Exploits that don’t rely on the closed primitives. Closing userfaultfd doesn’t stop UAF exploits that use a different timing mechanism. Closing algif_aead doesn’t stop an exploit that uses a different crypto path. These settings raise the bar; they don’t raise it to infinity.

Post-exploitation. Once an attacker has ring 0, it’s largely over. lockdown=integrity and module.sig_enforce=1 create friction, but a sophisticated attacker with a kernel write primitive can bypass them. The point of kernsec is to prevent them from getting there, not to contain them afterward.

Runtime detection. We considered and explicitly dropped LKRG (Linux Kernel Runtime Guard). It’s fragile on production hosting environments — too many false positives, too much risk of breaking legitimate workloads, and its security guarantees against a sophisticated adversary are unclear. Kernsec is preventive, not detective. For detection you want something purpose-built for your threat model.

SELinux, AppArmor, and grsecurity. These operate in a different layer and are complementary. A full MAC policy closes privilege paths that kernsec doesn’t touch. But they’re also heavier operationally, and on shared hosting with hundreds of tenants and diverse workloads, getting policy right is non-trivial. Kernsec targets the things that are easy to turn off and broadly safe.


Drift detection and the monitor timer

One thing that matters as much as applying the settings is knowing when they’ve drifted. Boot args that get dropped by a grubby update. A sysctl file that gets overwritten by an admin running a hardening script they found on GitHub. A module that gets pulled in by a new package.

cfm kernsec monitor enable

This installs a systemd timer (default: daily) that runs cfm kernsec apply --check. The check compares desired state against actual running state and exits non-zero on any drift. systemctl is-failed cfm-kernsec-check becomes a monitoring signal. The journal records what drifted and when.

A hardening config that silently drifts back to baseline is arguably worse than no hardening at all — you think you’re protected and you’re not.


The honest bottom line

We’re not running SELinux, not running LKRG, not running grsecurity. We’re not going to stop a motivated attacker with a novel zero-day targeting code paths we can’t remove. Neither would most of those other tools, reliably.

What we’re doing is: closing the doors that are easy to close, removing the attack surface the server doesn’t need, raising the cost of reliable exploitation for the attacks we’ve actually seen, and watching for drift so the settings stay effective.

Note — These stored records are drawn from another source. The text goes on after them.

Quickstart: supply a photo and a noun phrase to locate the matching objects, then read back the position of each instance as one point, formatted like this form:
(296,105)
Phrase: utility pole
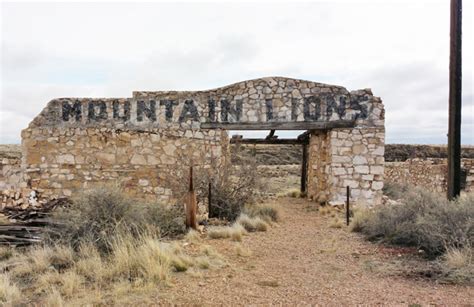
(455,73)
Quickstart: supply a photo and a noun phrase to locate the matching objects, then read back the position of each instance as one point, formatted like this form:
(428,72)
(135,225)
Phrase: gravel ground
(304,261)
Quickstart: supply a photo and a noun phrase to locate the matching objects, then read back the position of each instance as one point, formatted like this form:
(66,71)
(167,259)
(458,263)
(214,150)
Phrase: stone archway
(75,142)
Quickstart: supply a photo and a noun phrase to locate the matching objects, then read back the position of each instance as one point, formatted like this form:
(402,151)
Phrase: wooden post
(348,193)
(455,77)
(304,169)
(191,203)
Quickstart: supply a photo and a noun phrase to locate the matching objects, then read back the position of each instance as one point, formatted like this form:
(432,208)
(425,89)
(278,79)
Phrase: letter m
(74,110)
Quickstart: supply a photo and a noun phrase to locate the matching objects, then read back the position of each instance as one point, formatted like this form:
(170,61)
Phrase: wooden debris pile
(20,226)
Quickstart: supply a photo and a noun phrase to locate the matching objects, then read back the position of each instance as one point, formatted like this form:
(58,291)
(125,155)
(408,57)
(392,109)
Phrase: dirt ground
(302,260)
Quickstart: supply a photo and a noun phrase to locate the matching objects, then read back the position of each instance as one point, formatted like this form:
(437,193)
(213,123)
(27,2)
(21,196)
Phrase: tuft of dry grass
(325,210)
(54,299)
(6,252)
(242,251)
(295,193)
(360,218)
(9,292)
(140,260)
(192,236)
(234,232)
(252,224)
(458,265)
(336,223)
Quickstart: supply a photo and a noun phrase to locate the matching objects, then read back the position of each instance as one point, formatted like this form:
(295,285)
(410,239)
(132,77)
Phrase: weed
(9,292)
(234,232)
(252,224)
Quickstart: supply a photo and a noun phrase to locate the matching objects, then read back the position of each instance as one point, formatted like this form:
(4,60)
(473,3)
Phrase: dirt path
(304,261)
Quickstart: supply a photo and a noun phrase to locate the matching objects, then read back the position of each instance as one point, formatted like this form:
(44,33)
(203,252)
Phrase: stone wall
(428,173)
(10,167)
(351,157)
(146,143)
(148,164)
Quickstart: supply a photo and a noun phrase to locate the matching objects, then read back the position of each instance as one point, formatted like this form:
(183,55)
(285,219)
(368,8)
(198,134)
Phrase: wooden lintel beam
(268,141)
(281,125)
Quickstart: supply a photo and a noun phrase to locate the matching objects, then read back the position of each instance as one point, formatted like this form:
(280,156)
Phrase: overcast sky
(400,49)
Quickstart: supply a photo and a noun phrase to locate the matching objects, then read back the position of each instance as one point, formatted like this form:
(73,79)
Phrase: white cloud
(400,50)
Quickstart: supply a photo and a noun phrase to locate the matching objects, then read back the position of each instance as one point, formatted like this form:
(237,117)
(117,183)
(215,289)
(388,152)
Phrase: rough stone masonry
(144,143)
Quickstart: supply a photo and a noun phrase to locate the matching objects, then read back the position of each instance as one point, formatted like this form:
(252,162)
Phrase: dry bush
(234,232)
(394,190)
(192,236)
(9,292)
(242,251)
(336,223)
(6,252)
(99,214)
(458,265)
(425,220)
(232,188)
(361,217)
(295,193)
(54,299)
(266,212)
(252,224)
(141,260)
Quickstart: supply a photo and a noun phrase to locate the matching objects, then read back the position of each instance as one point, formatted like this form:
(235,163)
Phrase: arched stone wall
(141,142)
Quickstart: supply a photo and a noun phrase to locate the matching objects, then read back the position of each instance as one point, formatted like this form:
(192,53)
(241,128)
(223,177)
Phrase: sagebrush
(424,219)
(97,215)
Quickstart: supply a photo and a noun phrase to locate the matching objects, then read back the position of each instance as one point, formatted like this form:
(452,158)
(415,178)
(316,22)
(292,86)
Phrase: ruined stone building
(144,142)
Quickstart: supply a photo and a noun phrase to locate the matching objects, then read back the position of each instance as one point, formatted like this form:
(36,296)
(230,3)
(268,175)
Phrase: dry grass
(295,193)
(267,212)
(6,252)
(192,236)
(326,210)
(234,232)
(252,224)
(59,275)
(458,265)
(243,251)
(425,220)
(360,218)
(54,299)
(9,292)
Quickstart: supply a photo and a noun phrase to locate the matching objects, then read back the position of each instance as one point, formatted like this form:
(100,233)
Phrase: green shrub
(424,219)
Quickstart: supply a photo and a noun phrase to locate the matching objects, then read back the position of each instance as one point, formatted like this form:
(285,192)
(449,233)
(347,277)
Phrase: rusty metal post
(455,101)
(348,192)
(304,170)
(191,203)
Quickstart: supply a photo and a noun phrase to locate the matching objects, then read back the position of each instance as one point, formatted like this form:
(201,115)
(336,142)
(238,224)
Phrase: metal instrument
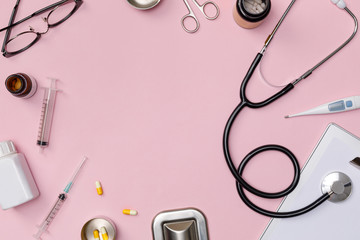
(191,14)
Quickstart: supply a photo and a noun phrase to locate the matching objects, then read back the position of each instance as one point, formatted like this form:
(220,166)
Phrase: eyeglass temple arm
(32,15)
(8,30)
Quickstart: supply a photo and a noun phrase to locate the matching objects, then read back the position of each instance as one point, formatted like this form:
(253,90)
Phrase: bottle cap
(6,148)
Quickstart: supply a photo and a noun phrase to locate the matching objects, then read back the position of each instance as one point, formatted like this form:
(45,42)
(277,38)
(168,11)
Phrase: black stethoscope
(245,102)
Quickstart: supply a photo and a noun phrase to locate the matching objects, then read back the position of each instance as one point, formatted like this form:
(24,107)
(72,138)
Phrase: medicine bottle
(251,13)
(21,85)
(16,182)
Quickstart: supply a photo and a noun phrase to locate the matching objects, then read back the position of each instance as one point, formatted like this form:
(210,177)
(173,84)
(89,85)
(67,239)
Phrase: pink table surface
(147,103)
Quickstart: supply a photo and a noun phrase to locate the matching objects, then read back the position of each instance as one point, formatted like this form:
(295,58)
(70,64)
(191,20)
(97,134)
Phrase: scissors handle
(189,15)
(203,6)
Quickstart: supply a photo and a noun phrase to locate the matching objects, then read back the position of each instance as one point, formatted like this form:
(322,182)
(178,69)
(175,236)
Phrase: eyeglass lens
(25,39)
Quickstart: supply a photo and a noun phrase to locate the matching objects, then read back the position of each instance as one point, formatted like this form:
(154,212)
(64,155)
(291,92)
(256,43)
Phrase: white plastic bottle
(16,182)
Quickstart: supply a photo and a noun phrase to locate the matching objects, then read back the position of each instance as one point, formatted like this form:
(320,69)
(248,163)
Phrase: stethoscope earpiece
(338,185)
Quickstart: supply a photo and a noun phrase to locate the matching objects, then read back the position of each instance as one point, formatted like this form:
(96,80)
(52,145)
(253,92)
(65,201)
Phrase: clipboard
(335,149)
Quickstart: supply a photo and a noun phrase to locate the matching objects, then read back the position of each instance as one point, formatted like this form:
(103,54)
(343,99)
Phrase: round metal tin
(87,231)
(143,4)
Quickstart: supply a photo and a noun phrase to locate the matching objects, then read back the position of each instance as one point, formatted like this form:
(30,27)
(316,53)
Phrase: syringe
(47,112)
(59,202)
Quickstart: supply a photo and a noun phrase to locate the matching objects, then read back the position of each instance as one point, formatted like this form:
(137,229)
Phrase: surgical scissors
(192,15)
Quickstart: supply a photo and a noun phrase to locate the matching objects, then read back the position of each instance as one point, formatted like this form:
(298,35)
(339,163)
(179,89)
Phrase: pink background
(147,103)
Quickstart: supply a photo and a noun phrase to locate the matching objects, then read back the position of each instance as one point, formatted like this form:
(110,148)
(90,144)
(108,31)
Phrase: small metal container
(143,4)
(87,232)
(180,224)
(246,19)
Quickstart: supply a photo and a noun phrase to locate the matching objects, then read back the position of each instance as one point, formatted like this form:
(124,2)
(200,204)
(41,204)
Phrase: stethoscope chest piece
(337,183)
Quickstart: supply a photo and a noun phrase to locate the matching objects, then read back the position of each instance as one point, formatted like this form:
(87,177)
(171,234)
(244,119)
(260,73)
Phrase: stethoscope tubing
(237,173)
(241,184)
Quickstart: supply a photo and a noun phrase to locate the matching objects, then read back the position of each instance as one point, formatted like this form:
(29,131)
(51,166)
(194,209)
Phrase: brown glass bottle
(246,19)
(21,85)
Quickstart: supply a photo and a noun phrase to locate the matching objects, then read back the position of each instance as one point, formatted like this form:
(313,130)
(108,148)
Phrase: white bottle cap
(6,148)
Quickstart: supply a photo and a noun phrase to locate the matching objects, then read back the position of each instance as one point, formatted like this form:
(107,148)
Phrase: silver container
(143,4)
(87,231)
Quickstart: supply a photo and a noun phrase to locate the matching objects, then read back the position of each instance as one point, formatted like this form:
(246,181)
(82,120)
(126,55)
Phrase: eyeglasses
(59,13)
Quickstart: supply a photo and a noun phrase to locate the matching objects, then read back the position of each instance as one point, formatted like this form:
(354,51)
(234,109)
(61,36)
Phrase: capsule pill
(96,235)
(130,212)
(98,188)
(104,233)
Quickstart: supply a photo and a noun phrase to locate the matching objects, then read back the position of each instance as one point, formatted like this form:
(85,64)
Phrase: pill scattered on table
(96,235)
(130,212)
(104,233)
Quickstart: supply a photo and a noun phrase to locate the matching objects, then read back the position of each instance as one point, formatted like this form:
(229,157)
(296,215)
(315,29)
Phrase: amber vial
(246,19)
(21,85)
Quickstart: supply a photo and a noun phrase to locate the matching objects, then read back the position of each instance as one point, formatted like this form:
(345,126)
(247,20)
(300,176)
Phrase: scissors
(192,15)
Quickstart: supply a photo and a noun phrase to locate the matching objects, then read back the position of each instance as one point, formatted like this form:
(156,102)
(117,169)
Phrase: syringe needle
(69,185)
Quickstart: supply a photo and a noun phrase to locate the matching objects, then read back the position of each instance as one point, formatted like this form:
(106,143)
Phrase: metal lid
(6,148)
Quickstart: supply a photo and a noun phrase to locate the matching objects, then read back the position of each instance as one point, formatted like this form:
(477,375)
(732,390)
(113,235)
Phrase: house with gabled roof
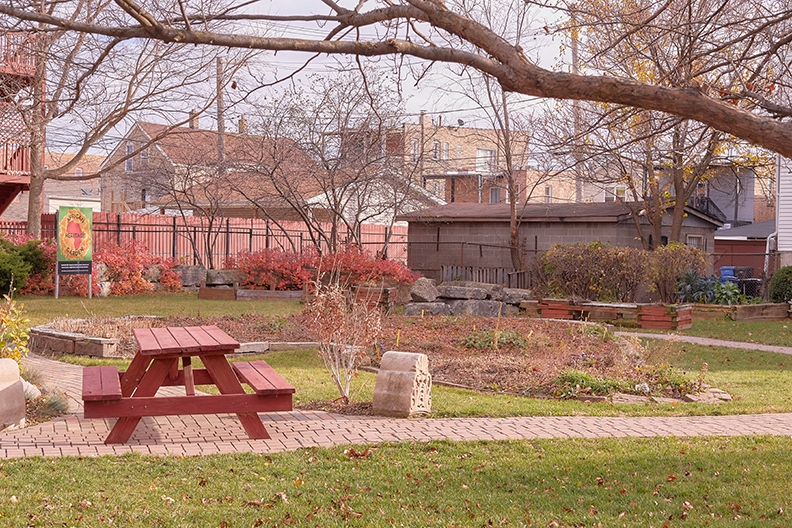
(75,192)
(259,177)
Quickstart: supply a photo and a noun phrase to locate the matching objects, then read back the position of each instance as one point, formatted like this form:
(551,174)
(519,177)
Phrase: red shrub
(288,271)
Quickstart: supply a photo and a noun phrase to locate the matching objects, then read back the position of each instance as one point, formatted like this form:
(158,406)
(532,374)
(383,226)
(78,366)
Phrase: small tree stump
(404,385)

On a shared hosting server with hundreds of unprivileged users — some of whom will run malicious code intentionally — reducing the number of viable local privilege escalation paths is real security work. It’s not glamorous, it doesn’t produce a dashboard with a security score, but it means the next time a Copy Fail variant drops, a meaningful fraction of our fleet has the relevant surface already removed.

That’s the honest value proposition. No gods, no magic — just closing doors.


cfm kernsec is part of CFM, a Go-based server security platform for shared Linux/cPanel hosting environments. The standalone kspp.sh script from the same repository provides the same KSPP baseline profile for hosts that don’t run CFM.